- Born: 1942 (age 83–84)
- Education: Technische Universität Darmstadt
- Occupation: Businessman
- Title: Founder of Eicher Motors
- Spouse: Anita Lal
- Children: 3, including Siddhartha Lal
- Website: www.eicher.in

= Vikram Lal =

Indian businessman (born 1942)

Vikram Lal (born 1942) is an Indian businessman. Lal is the founder and former CEO of Eicher Motors, an Indian commercial vehicle manufacturer based in New Delhi, India. He has been a member of the board of directors of The Doon School. As per the Forbes list of India's 100 richest tycoons, as of 9 October 2024, Vikram Lal and his family are ranked 31st with a net worth of $8.8 billion.

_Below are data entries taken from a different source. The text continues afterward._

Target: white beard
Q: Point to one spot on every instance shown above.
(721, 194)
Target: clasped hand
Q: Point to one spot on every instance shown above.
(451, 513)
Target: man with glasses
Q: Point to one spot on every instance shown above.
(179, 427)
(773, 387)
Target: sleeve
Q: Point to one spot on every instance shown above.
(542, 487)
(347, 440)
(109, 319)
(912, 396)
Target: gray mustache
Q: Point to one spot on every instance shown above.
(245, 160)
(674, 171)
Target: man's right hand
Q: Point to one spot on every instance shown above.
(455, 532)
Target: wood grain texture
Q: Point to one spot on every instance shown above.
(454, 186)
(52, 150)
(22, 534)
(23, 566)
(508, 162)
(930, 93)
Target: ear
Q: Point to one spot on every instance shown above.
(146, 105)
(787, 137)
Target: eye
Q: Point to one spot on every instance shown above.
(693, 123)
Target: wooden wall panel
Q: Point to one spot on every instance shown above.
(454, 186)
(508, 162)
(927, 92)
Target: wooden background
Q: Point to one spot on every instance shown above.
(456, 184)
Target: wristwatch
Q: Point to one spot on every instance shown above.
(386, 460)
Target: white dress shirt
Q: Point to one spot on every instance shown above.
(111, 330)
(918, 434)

== Early life and education ==
Vikram Lal was born in 1942. He studied mechanical engineering at the Technische Universität Darmstadt.

== Business career ==
In 1966, Lal joined Eicher India, part of his family owned companies established by his father, Man Mohan Lal, in 1948. Eicher started as the first tractor manufacturer in India in 1959 under the company name Eicher Tractor Corporation of India Pvt. Ltd., as a joint venture with German tractor manufacturer Eicher, and eventually branched out into light commercial vehicles in 1986, and then into heavy vehicles. In 1985, he took a step back in detailed management of his companies as result of a heart bypass, which also contributed to his later decision of handing over management control of his companies to professionals. In 1997, Lal retired from all executive roles in his companies and handed control over to professional managers.

== Personal life ==
Lal is married to Anita Lal and they have 3 children. Anita founded the lifestyle brand Good Earth. His son, Siddhartha Lal, became CEO of Eicher Motors in 2006. One of his daughters, Simran, runs the family's two lifestyle brands, Good Earth and Nicobar. Lal spends his retirement years volunteering at his own Goodearth Education Foundation.